Editor's note: one difference between projects and collections in Mitch's mind
that was not exactly explicitly called out is that of hierarchy. If I understood
it correctly, static collections do not have parents or sub-collections. Projects, however,
must live in the user's Project hierarchy. I believe that he was concerned that
if the same mechanism was used for Projects and Collections, that people would
have to spend some effort figuring out where in the project hierarchy it should go.
Sharing
Mitch has modified his opinion. He now feels that what can be shared is either an item or a collection. He thinks that people shouldn't have to go to the overhead of putting an item into a collection in order to share it.
He can imagine a View called "shared stuff" -- a summary View with one row for each shared entity, saying what it is (Item or Collection), its name, who's subscribed, etc.
Chao asked if it will be possible to mark individual attributes in Items (note: not Kind) as private. Mitch felt that users should be able to mark attributes private but that that privacy would apply to any scope where the Item was shared. You wouldn't be able to mark the phone number as not visible when sharing to Joe and visible when sharing to Wilma.
Mimi mentioned that Collection is the top level meme, with Inbox, Calendar, etc all being Collections. She also has a model of an "Unclassified" Collection: when someone makes an Item but doesn't file it, it by default goes into a distinguished Collection named something like "Unclassified". Users can then View that Collection like any other Collection -- which ensures that their Item won't "get lost".
"Rich Text Notes"
Brian and Mimi discussed some of the UI for viewing Collections and/or Notes (as proto-Items). When viewing a Collection (i.e. a list of Items in a Collection), Mimi would like to be able to
- change the order of Items in the list
- indent items in the list (i.e. change the hierarchy)
- label the Items
However, she does not feel the need to put arbitrary text anywhere.
She does, however, want to be able to take text from a Note and turn it into a collection, even if there is non-collection text mixed into the note. Having the Item embedded in the Note would be tricky. Perhaps the whole thing -- including the text pieces -- would turn into a Collection, and a summary View would be shown. Mitch said this was not a Canoga feature.

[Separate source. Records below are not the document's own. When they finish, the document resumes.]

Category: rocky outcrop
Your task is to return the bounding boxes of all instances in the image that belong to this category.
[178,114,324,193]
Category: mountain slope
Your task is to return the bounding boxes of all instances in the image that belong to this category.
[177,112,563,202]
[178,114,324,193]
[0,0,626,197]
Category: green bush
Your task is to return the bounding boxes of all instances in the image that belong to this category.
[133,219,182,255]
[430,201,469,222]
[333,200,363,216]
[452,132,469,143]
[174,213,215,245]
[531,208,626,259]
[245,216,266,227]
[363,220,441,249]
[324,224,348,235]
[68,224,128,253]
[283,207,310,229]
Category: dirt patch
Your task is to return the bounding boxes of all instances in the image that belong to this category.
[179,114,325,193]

(We all agreed that we thought rich text with bold, underscore, italics, etc. was completely feasible and likely. The area of doubt concerned embedding Items into this "rich text"-ish view.)
Polymorphism
Chao asked if the polymorphism topic was dead. Mimi said she still needed to do some sketches. Mimi wants to see the Item and its related Items in the same View, but we don't need polymorphism for that. We could just show the links. There was quite a bit of discussion as to whether there were "priviliged" /"strong" links or not. Brian said that in the Content Model (formerly the "PIM schema"), there was an optional field for pointing at a Task/Event Item, and that seemed like a reasonable solution.
Summary
Consensus
- The name of a collection should live in an Item separate from each of the Items in the collection so that renames are easy.
- Both Collections and individual Items can be shared.
- Collections can be hierarchical.
- Embedding Items in Notes is not a Canoga feature.
- "Polymorphism" is not needed. Events and Tasks are a unified Kind, and the Email Kind has a field for a pointer to an Event/Task.
Open Issues
- Are there user-visible "hybrid" collections and what role do they play?
- Can you drag and drop items into a dynamic collection?
- Can dynamic collections have an ordering independent of attribute sort order?
- Can Notes display Items inline?
Action Items
- Ducky to write up meeting notes
- Mitch and Mimi to figure out affordances for creating and manipulating collections.
- Mitch and Mimi to figure out how (and if) users can turn a Note with extra text into a Collection.
- Mimi to do some polymorphism sketches.